Thursday, 15 October 2009

It's a Miracle

Another cultural trip round art galleries and museums has once again strengthened my theory that religious miracles stopped happening when cameras were invented.

We were lucky enough to be on a guided tour by an expert of some of the works in the National Gallery in London who told us all about this picture by Titian, the Vendramin Family.



There's lots going on symbolically in this one, but first the miracle. The Vendramins were rich, powerful men down Venice way courtesy of that cross on the right. Years before, that cross which contained a bit of wood from the true cross on which our Lord had been crucified ie. the most important religious relic ever if you're a catholic, was being transported to Venice.
Like you do, you give it to some butter-fingered oaf to carry (no it wasn't Francis Meli) who promptly dropped it from a bridge into the canal.
Luckily this is when the miracle occurred, because it never hit the water, it hovered a foot or two above the canal until one brave soul jumped in to recover it. His name was Vendramin and the family never looked back.

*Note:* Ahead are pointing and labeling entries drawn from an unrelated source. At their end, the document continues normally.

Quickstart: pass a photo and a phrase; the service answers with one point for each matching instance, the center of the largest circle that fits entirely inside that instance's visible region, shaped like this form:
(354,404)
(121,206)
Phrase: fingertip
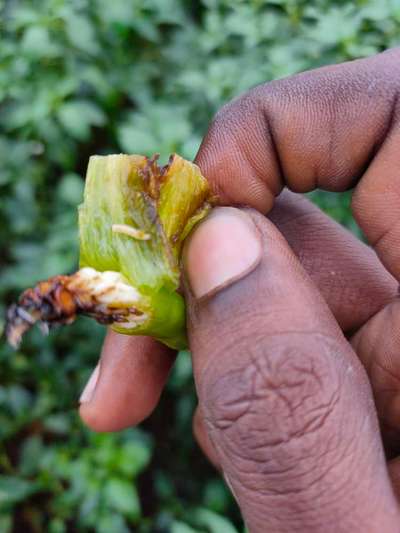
(130,379)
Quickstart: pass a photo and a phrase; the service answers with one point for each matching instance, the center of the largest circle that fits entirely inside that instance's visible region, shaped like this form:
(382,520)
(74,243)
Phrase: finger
(394,473)
(203,439)
(348,273)
(328,128)
(286,402)
(126,386)
(378,346)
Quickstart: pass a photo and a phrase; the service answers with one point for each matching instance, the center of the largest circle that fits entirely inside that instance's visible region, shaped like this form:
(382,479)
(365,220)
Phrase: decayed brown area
(57,301)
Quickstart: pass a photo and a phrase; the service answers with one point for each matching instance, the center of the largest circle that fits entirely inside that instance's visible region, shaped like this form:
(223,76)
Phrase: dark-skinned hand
(294,324)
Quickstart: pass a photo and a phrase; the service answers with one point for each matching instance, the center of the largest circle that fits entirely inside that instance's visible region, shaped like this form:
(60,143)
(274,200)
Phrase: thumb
(285,401)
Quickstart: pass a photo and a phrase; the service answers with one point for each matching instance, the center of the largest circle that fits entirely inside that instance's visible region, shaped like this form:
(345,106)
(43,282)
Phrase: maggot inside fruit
(132,223)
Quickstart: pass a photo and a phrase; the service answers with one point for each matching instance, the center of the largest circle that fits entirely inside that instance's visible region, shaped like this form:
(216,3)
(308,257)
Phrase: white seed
(131,232)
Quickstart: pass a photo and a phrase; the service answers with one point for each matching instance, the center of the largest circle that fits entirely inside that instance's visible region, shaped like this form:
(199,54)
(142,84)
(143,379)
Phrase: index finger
(332,128)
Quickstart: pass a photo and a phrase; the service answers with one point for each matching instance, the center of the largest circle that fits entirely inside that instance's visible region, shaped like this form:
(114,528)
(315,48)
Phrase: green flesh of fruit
(133,221)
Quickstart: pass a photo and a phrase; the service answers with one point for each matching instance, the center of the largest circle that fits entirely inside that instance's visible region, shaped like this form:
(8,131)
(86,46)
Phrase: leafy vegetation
(79,77)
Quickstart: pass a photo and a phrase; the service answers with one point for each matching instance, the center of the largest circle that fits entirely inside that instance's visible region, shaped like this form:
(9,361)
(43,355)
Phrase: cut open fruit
(132,224)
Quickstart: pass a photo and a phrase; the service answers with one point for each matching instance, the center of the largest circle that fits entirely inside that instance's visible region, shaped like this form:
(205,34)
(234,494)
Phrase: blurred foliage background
(96,76)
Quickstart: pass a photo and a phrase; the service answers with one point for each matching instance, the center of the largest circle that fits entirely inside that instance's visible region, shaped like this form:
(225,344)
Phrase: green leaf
(122,496)
(214,522)
(81,34)
(77,117)
(14,489)
(180,527)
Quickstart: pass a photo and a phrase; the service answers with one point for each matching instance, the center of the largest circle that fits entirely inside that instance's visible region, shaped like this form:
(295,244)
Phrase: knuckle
(275,401)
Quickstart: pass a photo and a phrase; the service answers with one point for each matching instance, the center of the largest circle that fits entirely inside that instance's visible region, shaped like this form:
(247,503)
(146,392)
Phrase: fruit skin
(132,224)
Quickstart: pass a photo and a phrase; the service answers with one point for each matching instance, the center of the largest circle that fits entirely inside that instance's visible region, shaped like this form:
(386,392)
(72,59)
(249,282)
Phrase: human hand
(286,410)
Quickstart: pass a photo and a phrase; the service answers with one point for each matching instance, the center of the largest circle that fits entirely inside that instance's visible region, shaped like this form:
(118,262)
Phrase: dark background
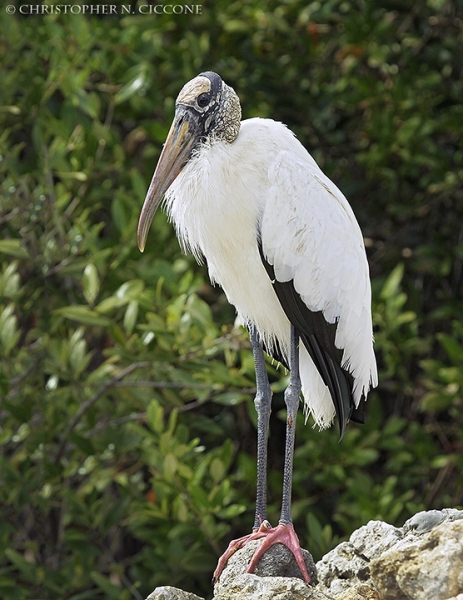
(127,427)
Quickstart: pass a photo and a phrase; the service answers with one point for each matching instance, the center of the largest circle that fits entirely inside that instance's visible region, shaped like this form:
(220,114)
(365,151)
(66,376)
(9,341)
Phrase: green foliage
(127,425)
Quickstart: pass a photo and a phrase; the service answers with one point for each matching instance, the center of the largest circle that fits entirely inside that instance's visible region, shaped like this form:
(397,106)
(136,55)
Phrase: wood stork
(282,241)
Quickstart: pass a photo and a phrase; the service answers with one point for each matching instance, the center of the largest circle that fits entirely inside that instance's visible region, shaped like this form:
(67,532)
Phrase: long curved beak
(181,140)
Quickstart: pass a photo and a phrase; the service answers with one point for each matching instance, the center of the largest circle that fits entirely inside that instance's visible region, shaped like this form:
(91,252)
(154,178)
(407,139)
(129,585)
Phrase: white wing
(310,235)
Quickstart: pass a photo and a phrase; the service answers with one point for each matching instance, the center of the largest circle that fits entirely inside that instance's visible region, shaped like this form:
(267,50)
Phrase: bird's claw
(283,533)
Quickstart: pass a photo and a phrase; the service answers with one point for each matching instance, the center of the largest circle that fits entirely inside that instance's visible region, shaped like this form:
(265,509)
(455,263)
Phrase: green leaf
(13,248)
(90,283)
(82,314)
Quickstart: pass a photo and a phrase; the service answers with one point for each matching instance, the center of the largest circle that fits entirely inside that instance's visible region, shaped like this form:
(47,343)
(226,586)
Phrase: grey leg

The second miracle concerns me, because on the art expert's tour, the original face of the young man on the left, which had been painted over to give him a more elevated position in the family hierarchy, was now showing through the thinning oil paint.

Could I see it, could I heck. Total strangers in the group kept saying, 'it's there. There,' and gesticulating wildly along with Jaki. Now thanks to the miracle of the Internet and this print I nicked, I can see it. Can you?